I'm getting SO fed up of my parents atm. Well, my dad's ok on his own, but my mum is just getting ridiculous. She threatens to cut me off and disown me monthly (at least) and totally favours my sister in every respect, althought she'll never admit to it. I'm nearly 19 fgs and they ***** about me going out (refuse to take me anywhere but don't like me being alone in the dark, buses don't run and I can't walk THAT far), whereas they run around after my sister and her friends AND boyfriend all the time. It's just stupid, I want to knock some common sense into her head. She told me off yesterday for buying myself a bottle of Southern Comfort and a bottle of lemonade because I "shouldn't be drinking every night". I just got fed up of my wine I had, which I only have 1 or 2 glasses on friday, saturday and sunday, whereas she has a gin an tonic EVERY NIGHT. She's banned me from storing my rum in the alcohol cupboard too, she's told me to put it on the side with my wine/vodka where my nan'll see it and moan when she comes round.

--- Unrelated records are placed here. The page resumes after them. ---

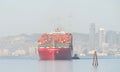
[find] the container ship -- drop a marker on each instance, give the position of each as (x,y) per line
(56,45)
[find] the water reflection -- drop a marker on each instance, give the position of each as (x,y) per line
(55,66)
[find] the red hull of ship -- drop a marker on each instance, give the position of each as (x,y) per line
(54,53)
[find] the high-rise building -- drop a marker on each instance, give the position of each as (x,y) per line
(92,36)
(101,39)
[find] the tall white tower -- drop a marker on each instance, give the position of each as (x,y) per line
(101,39)
(92,36)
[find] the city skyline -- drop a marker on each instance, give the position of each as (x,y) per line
(28,16)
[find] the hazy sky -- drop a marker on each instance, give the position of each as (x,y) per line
(38,16)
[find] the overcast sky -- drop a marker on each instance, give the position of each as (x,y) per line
(38,16)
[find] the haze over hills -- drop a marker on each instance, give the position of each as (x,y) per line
(26,45)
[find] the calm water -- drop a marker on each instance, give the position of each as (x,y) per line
(82,65)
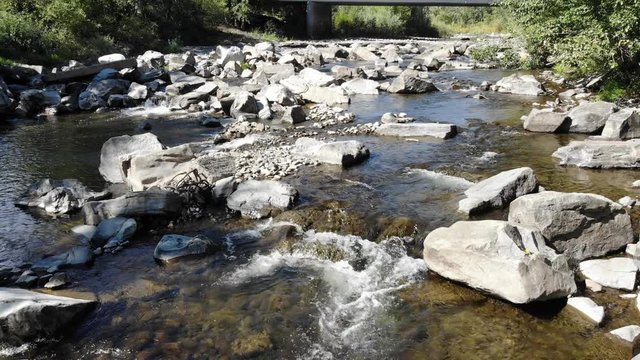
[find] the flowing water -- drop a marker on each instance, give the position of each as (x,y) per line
(335,296)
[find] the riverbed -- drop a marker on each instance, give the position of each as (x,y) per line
(377,302)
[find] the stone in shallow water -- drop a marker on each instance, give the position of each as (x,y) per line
(627,333)
(27,315)
(508,261)
(498,191)
(578,225)
(441,131)
(258,199)
(617,273)
(588,308)
(174,246)
(600,154)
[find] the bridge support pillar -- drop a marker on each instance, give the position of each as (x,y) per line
(318,20)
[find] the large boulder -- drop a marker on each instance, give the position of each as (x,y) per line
(409,82)
(59,196)
(578,225)
(519,85)
(344,153)
(441,131)
(259,199)
(27,315)
(143,204)
(165,168)
(623,125)
(361,86)
(617,273)
(600,154)
(547,120)
(508,261)
(117,152)
(244,103)
(498,191)
(76,256)
(172,247)
(590,118)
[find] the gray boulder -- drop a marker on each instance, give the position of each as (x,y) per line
(244,103)
(508,261)
(117,152)
(259,199)
(498,191)
(59,196)
(343,153)
(623,125)
(519,85)
(361,86)
(440,131)
(27,315)
(590,118)
(600,154)
(294,115)
(547,121)
(409,82)
(111,233)
(579,225)
(143,204)
(76,256)
(172,247)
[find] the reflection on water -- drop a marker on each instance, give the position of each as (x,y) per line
(255,300)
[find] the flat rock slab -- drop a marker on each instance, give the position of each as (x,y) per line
(508,261)
(343,153)
(578,225)
(118,151)
(440,131)
(27,315)
(627,333)
(134,205)
(600,154)
(172,247)
(259,199)
(617,273)
(498,191)
(588,308)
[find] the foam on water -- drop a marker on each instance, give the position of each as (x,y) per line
(358,297)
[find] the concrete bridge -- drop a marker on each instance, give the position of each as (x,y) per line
(319,11)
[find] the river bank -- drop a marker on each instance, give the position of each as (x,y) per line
(379,299)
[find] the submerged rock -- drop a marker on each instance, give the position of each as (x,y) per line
(59,196)
(343,153)
(117,152)
(600,154)
(174,246)
(519,85)
(590,118)
(578,225)
(508,261)
(27,315)
(617,273)
(547,121)
(498,191)
(143,204)
(440,131)
(259,199)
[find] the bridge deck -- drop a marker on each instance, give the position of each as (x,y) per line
(404,2)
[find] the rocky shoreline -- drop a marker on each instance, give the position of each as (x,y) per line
(275,114)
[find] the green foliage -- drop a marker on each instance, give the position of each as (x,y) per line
(449,21)
(589,36)
(49,31)
(387,21)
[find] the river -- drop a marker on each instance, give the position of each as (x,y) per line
(376,302)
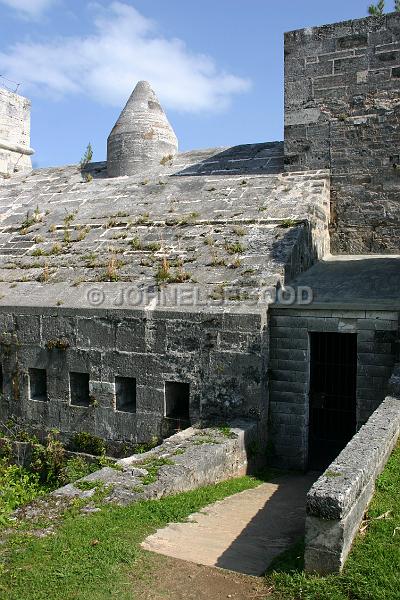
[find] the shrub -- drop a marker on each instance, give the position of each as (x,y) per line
(89,443)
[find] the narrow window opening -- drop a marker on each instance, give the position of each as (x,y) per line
(177,397)
(125,394)
(38,385)
(79,389)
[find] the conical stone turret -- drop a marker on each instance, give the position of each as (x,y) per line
(142,137)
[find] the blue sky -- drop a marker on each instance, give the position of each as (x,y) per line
(216,65)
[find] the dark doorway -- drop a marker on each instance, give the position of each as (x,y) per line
(79,389)
(177,397)
(125,394)
(38,384)
(333,384)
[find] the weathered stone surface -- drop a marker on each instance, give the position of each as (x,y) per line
(337,501)
(342,113)
(289,372)
(142,136)
(15,125)
(227,236)
(193,458)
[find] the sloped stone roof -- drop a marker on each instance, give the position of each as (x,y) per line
(209,218)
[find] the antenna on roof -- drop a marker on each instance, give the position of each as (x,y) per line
(5,85)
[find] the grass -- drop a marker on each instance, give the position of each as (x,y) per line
(99,556)
(371,572)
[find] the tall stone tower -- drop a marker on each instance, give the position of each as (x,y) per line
(15,125)
(342,112)
(142,136)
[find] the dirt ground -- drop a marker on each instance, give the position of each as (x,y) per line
(173,579)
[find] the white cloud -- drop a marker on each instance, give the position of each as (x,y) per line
(29,8)
(124,48)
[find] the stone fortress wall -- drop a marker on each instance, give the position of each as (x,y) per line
(110,372)
(15,125)
(342,112)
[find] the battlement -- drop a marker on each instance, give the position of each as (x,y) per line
(15,126)
(342,102)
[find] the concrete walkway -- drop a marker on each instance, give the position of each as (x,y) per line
(243,532)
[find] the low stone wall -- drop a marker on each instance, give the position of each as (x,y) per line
(189,459)
(337,501)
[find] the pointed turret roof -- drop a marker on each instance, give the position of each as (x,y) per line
(142,135)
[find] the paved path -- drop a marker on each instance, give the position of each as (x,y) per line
(243,532)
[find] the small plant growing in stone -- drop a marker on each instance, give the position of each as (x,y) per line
(163,272)
(38,252)
(234,248)
(166,159)
(55,249)
(87,157)
(30,219)
(190,218)
(218,261)
(143,219)
(240,231)
(236,263)
(136,243)
(69,217)
(153,246)
(88,443)
(82,233)
(111,273)
(287,223)
(377,9)
(45,274)
(58,344)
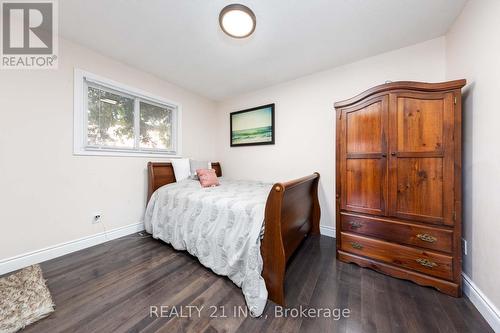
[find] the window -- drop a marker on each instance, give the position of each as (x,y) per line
(111,119)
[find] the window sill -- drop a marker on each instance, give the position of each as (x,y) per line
(121,153)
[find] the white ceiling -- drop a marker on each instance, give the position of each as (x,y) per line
(181,42)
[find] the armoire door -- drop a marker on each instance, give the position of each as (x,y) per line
(364,156)
(421,156)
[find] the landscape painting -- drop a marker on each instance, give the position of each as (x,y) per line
(253,126)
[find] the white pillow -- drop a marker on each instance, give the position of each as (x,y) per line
(195,165)
(182,168)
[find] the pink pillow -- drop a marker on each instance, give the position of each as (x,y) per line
(207,177)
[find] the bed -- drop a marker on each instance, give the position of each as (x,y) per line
(279,217)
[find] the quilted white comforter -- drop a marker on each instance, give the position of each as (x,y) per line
(219,225)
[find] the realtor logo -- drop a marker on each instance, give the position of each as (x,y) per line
(29,34)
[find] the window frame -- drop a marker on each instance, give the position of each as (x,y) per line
(84,79)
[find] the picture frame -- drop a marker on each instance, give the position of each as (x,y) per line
(252,127)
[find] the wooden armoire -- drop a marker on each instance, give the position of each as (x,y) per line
(398,188)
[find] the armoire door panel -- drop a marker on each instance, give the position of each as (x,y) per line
(363,162)
(420,124)
(421,156)
(364,185)
(420,188)
(364,128)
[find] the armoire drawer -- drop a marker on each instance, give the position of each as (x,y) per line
(427,262)
(400,232)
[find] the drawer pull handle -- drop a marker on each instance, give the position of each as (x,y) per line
(356,245)
(355,225)
(427,238)
(426,263)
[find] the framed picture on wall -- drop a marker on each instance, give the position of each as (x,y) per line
(253,126)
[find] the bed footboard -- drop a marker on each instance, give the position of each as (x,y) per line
(292,212)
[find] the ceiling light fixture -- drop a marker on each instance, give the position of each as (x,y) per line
(237,21)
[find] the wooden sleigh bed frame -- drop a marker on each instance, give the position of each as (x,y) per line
(292,212)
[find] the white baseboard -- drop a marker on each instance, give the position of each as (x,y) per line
(327,231)
(487,309)
(51,252)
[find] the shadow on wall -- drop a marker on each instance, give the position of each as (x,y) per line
(467,175)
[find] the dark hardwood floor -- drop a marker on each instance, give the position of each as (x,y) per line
(111,287)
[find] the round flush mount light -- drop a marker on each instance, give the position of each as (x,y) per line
(237,21)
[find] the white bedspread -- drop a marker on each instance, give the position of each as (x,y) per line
(219,225)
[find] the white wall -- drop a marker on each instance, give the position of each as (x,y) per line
(47,195)
(473,52)
(305,117)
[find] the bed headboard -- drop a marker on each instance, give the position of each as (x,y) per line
(162,173)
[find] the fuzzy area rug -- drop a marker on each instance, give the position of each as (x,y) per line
(24,299)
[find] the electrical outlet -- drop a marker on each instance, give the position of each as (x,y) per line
(97,218)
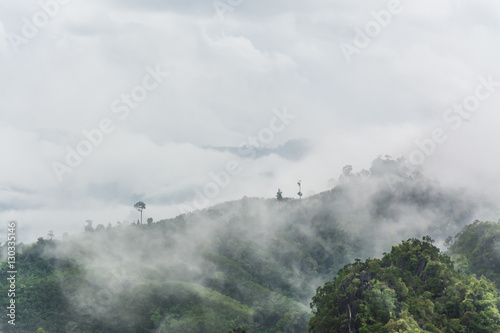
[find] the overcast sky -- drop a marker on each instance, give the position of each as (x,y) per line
(155,83)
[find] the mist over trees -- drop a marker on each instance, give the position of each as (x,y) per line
(253,263)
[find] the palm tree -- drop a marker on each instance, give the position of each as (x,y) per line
(140,206)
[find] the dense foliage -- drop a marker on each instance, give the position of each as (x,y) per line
(414,288)
(476,250)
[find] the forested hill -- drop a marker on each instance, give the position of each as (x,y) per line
(252,263)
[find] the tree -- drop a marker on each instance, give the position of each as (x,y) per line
(300,189)
(140,206)
(88,227)
(279,195)
(414,287)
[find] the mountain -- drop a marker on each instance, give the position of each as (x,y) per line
(251,263)
(414,288)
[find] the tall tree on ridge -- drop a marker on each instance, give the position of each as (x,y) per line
(140,206)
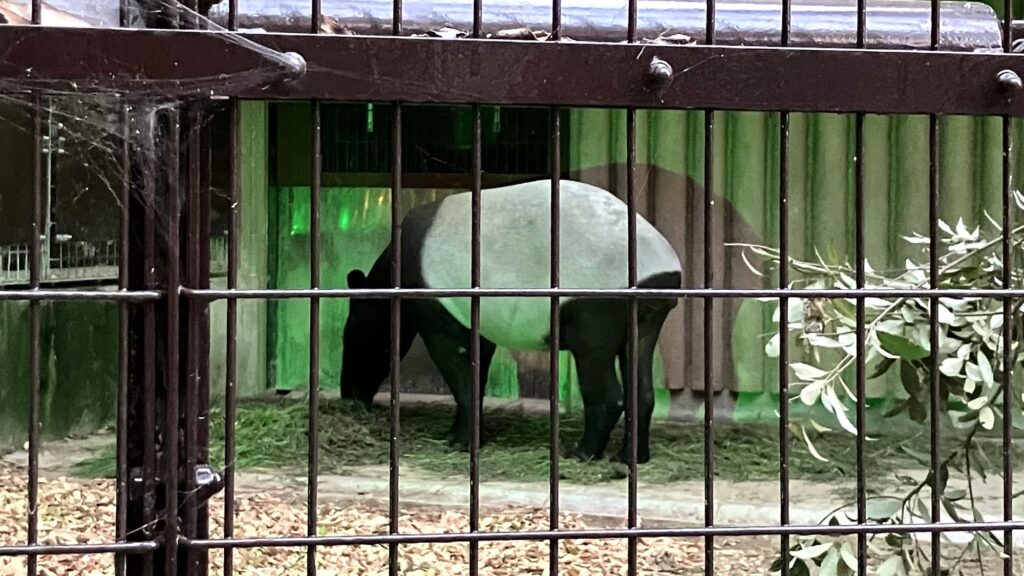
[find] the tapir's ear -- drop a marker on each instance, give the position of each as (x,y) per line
(356,280)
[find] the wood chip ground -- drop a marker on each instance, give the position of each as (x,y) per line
(83,510)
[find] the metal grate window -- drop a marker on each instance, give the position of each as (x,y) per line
(474,95)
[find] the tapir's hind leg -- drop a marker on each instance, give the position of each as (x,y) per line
(651,318)
(449,343)
(594,331)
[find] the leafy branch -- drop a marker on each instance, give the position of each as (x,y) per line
(971,378)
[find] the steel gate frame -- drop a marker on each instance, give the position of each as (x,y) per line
(164,280)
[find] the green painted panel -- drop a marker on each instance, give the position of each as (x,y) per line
(747,146)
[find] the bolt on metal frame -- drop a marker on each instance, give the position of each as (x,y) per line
(164,288)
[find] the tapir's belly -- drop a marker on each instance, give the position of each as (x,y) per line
(515,253)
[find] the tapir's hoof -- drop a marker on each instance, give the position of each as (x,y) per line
(580,453)
(643,456)
(458,444)
(461,443)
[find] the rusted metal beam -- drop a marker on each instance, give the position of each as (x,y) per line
(502,72)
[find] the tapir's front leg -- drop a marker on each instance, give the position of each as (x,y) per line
(602,403)
(449,345)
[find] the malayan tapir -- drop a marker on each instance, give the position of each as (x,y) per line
(515,224)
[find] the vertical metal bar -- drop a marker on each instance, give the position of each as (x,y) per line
(632,400)
(193,342)
(860,338)
(150,339)
(172,424)
(860,302)
(783,311)
(235,192)
(313,394)
(477,394)
(631,371)
(395,447)
(1008,305)
(35,265)
(933,321)
(709,307)
(230,401)
(123,350)
(313,456)
(555,340)
(393,501)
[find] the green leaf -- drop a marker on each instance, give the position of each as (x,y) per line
(954,495)
(829,566)
(898,345)
(848,557)
(811,552)
(918,411)
(897,408)
(895,540)
(883,508)
(910,378)
(950,508)
(891,567)
(882,367)
(921,457)
(986,417)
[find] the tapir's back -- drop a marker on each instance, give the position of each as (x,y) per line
(515,252)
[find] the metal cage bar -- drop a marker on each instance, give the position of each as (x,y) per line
(338,73)
(230,344)
(709,306)
(394,360)
(1008,306)
(314,280)
(783,310)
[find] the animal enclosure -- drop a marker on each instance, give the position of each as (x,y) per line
(810,202)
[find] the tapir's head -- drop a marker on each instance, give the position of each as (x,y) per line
(366,360)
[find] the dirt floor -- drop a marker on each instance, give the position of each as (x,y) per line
(77,509)
(82,510)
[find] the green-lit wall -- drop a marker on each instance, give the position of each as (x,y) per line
(79,339)
(355,220)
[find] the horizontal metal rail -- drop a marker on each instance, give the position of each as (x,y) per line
(59,295)
(603,534)
(509,72)
(68,549)
(383,293)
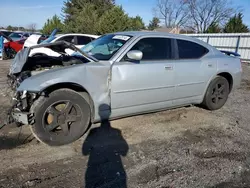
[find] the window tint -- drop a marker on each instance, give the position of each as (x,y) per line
(81,40)
(68,39)
(190,50)
(154,48)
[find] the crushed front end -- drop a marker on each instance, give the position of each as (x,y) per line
(21,102)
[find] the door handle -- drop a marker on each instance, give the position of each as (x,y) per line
(168,68)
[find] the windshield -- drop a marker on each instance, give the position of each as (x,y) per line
(105,47)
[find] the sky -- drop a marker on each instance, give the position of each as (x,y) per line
(24,12)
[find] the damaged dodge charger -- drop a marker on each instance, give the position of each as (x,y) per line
(114,76)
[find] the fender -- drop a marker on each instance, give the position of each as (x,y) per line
(93,77)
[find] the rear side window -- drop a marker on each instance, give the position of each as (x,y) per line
(190,50)
(154,48)
(82,40)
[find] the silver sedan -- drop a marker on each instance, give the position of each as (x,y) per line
(118,75)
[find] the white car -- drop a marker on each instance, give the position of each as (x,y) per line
(79,40)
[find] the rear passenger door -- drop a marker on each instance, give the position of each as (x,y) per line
(193,68)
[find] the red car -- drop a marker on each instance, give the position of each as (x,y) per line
(12,47)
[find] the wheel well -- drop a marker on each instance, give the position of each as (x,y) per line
(75,87)
(229,79)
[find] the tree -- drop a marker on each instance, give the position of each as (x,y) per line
(113,20)
(174,13)
(32,27)
(154,24)
(136,23)
(52,24)
(213,28)
(203,13)
(236,25)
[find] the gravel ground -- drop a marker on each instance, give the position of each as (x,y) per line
(186,147)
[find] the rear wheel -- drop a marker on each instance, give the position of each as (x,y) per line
(217,93)
(61,118)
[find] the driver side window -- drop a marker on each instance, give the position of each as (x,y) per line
(154,48)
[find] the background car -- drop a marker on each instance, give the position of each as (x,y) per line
(15,36)
(11,47)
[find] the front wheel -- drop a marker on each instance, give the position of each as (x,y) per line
(61,118)
(216,94)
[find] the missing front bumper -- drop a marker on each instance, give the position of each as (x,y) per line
(21,117)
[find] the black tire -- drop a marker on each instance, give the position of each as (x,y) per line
(217,93)
(43,131)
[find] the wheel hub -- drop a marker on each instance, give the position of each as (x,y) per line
(61,119)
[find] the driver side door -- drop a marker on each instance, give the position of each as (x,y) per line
(147,84)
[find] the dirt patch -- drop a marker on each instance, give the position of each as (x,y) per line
(186,147)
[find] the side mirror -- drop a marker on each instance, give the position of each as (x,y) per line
(135,55)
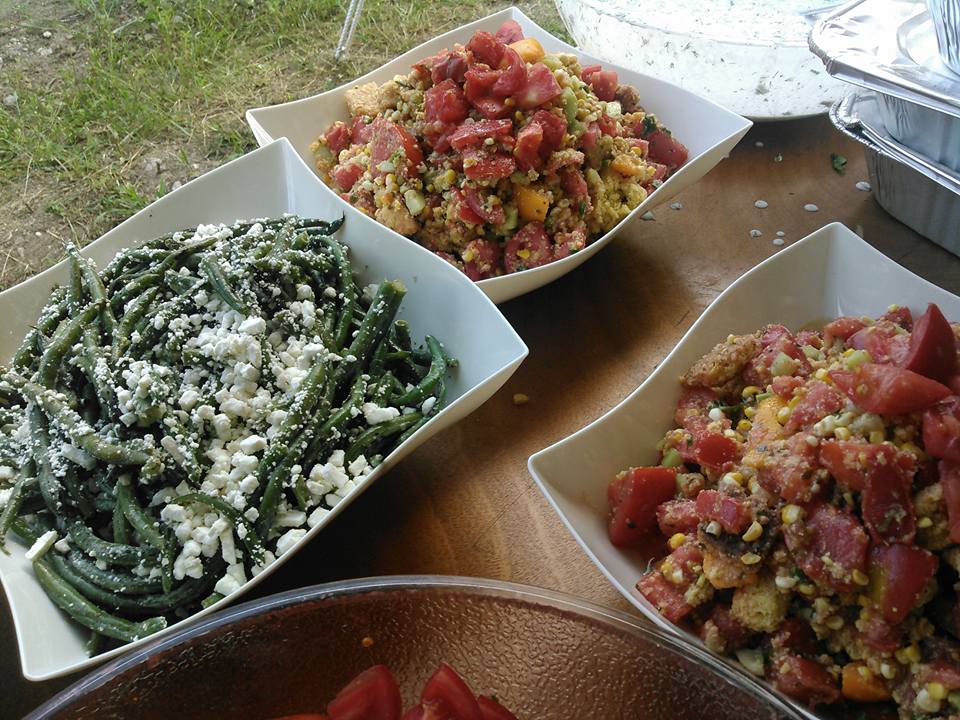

Just to give you an example of how ridiculous it's getting, she's not talking to me at the moment (and told me not to look at her today) Basically because I'm wearing shorts and a short sleeved top.
Here's the conversation:
So yeah I'm fed up of her threats to cut me off, I wish I could just go out but I can't due to my recent operation, not allowed to wear shoes much atm, and it hurts. She knows that but keeps telling me I put it on and that I can walk everywhere (buses are expensive man), whereas my sister gets a life 5 minutes down the road as soon as she asks. I don't really know how I can cope with her for much longer, and I've got 3 months before I can go to uni, and a 3 week holiday where I CAN'T get away from them.
What can I do!? When I've talked to my parents in the past they say "act like an adult and we'll treat you like one" but they don't, they treat me like a 10 year old. I can cope while I'm 300 miles away from them but I just feel like I'm living in a prison.